Oggi circa il 40% dei suoi utenti paga, un dato molto alto se pensiamo che la musica si può ascoltare anche gratis. Netflix ha seguito una logica simile, creando più versioni dello stesso prodotto: con pubblicità, senza pubblicità, condivisione dell’account. È una classica strategia di discriminazione di prezzo, che si usa anche offline.
netflix amazon prime disney plus
Nel mondo digitale però costa poco differenziare i servizi: basta un clic per aggiungere o togliere pubblicità».
Amazon Prime è un altro esempio. Nato per offrire spedizioni più rapide e gratuite, nel tempo ha aggiunto video, musica, cloud fotografico.
Il prezzo annuale è aumentato più volte: dai 9,99 euro nel 2011 ai 49,90 euro attuali, ma la fidelizzazione resta alta. «Gli utenti sono restii a cambiare una volta inseriti negli ecosistemi digitali — osserva Corrocher —. L’algoritmo mi conosce, propone contenuti personalizzati. Ricreare da zero questo ambiente altrove comporterebbe costi di tempo e attenzione, non solo economici».

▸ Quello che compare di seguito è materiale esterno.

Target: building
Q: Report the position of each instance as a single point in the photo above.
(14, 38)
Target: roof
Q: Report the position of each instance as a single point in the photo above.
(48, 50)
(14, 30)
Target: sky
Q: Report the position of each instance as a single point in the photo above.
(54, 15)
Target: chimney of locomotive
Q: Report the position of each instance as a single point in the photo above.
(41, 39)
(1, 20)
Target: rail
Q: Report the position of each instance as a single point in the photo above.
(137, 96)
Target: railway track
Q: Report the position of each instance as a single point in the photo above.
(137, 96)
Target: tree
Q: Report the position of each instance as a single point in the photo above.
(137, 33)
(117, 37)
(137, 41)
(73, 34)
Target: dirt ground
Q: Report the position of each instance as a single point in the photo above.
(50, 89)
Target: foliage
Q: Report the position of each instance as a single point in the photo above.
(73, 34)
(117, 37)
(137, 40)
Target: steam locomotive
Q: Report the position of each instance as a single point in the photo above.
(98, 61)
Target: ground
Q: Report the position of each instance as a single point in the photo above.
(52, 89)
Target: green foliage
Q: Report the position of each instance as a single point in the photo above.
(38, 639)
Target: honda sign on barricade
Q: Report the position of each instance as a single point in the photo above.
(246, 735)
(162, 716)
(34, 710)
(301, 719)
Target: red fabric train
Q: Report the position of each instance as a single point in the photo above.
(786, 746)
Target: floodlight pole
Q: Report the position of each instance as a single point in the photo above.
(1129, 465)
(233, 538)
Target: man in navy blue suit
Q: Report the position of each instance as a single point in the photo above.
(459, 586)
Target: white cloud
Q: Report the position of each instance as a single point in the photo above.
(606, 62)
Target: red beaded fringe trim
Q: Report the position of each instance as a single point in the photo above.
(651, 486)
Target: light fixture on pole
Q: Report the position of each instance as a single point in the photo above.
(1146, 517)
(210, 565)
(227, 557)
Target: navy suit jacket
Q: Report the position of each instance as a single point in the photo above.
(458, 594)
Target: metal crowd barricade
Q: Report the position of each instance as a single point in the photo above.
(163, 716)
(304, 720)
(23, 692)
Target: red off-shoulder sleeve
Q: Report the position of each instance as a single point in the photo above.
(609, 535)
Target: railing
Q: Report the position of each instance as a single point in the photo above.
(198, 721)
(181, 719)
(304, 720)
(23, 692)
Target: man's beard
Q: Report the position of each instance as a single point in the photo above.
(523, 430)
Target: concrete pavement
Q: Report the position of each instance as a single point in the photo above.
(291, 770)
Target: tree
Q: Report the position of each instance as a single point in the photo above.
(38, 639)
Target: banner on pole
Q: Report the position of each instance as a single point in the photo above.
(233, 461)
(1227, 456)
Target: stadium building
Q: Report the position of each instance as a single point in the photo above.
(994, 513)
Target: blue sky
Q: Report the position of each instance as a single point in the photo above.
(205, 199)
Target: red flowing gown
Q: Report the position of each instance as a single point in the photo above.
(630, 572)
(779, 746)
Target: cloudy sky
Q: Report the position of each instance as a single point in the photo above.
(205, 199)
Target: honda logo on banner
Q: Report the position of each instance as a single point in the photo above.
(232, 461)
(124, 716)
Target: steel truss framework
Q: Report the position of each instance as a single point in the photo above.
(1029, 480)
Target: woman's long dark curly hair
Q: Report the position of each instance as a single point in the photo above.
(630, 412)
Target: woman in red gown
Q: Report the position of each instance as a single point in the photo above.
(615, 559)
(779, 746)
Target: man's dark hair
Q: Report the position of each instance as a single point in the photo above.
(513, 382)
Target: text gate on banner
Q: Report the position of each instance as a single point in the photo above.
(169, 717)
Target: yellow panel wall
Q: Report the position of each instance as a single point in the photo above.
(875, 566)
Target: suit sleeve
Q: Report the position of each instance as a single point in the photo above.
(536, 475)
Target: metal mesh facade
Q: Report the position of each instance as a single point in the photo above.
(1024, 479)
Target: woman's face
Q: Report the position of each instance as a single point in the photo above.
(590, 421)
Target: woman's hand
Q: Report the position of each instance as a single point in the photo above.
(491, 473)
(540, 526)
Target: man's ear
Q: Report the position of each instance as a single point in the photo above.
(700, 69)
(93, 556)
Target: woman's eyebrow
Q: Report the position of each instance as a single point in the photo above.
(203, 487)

Dietro i rincari c’è anche il limite del modello pubblicitario. Dopo il boom durante la pandemia, gli introiti degli annunci hanno mostrato segni di rallentamento. «Fondare un business solo sulla pubblicità non basta più — prosegue Corrocher —. Meta ha diversificato aprendo al commercio elettronico, Instagram e TikTok sono diventati canali cruciali per lo shopping. Al tempo stesso, per avere servizi di qualità gli utenti hanno interiorizzato l’idea che bisogna pagare. L’impatto per il singolo è minimo: un euro in più al mese su Spotify è sostenibile, ma moltiplicato per centinaia di milioni di abbonati diventa enorme».
[...] Così si chiude la favola: la Rete non è più il grande bazar gratuito di un tempo. È diventata un supermercato digitale, con scaffali a più prezzi. Alcuni continueranno a scegliere la corsia «free», accettando gli spot. Altri pagheranno per saltare le file. Ma la sensazione è che, comunque vada, il conto alla cassa toccherà a tutti.